Con esta maravillosa celebración que cierra el tiempo de la Pascua, vemos como San Juan ambienta en la noche misma del día de Pascua la venida del Espíritu Santo. Es en el Cenáculo donde Cristo resucitado realiza ante todos, un acto simbólico; para nosotros extraño pero para un oriental y para un lector de la Biblia, está cargado de significados: “sopló sobre ellos”. En la lengua hebrea como en la griega, una misma palabra significa tanto “el viento” como “el espíritu”, “el soplo” de “aire” y “el soplo” vital. En Gn 1, 2 sobre la nada y sobre el caos pasa el “Espíritu” de Dios, semejante a un “viento” impetuoso y he aquí que florece el ser con todas sus maravillas cósmicas.
Así con esta comprensión vemos el acto simbólico de Jesús de “soplar”, y es que el Espíritu de Dios es, pues, el soplo de la vida, la fuente de la creación, el principio de una nueva existencia interior. Así en Pentecostés narrado por Juan en la misma noche de la Pascua, Cristo aparece como el creador del hombre nuevo, liberado del pecado y del mal. Junto a las palabras que les dice ratifica esta imagen: “A quienes les perdonen los pecados les serán perdonados”.
A través del Bautismo y la Reconciliación la Iglesia celebra un continuo Pentecostés, que es la fiesta del perdón, de la vida nueva que florece para la humanidad y la garantía de la auténtica libertad. En esta celebración adornada y llena de contenido por la Palabra de Dios, hay que asociar textos tan maravillosos como “Envía tu espíritu, son creados, y renuevas la faz de la tierra” (Sal 104). El Espíritu Santo donado por el Resucitado es el principio de la nueva creación y de la nueva humanidad.

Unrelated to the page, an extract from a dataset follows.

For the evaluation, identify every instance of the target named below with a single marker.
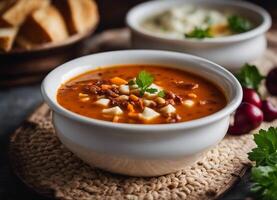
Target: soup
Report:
(141, 94)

Una creación que se realiza a través del perdón de los pecados: los huesos áridos de la existencia pecadora vuelven a ser criaturas vivas, orientadas hacia las obras de la justicia bajo la acción del único Espíritu que puede renovar todas las cosas. Sin olvidar queridos lectores que Pentecostés era la fiesta estival de la cosecha. El judaísmo la había transformado en alegre conmemoración del don de la Ley del Sinaí, en donde Moisés había recibido los diez mandamientos para el pueblo de Israel. Con todo, llega a ser la fiesta de la Nueva Alianza, llena de la presencia del Espíritu de Dios infundido en los corazones de piedra del hombre pecador, según la promesa de Jeremías (31). En este marco de la fiesta judía como narra san Lucas en Hch 2,1-11 (que invito a leer), se derrama sobre el colegio apostólico y María Santísima del don prometido, el Espíritu Santo.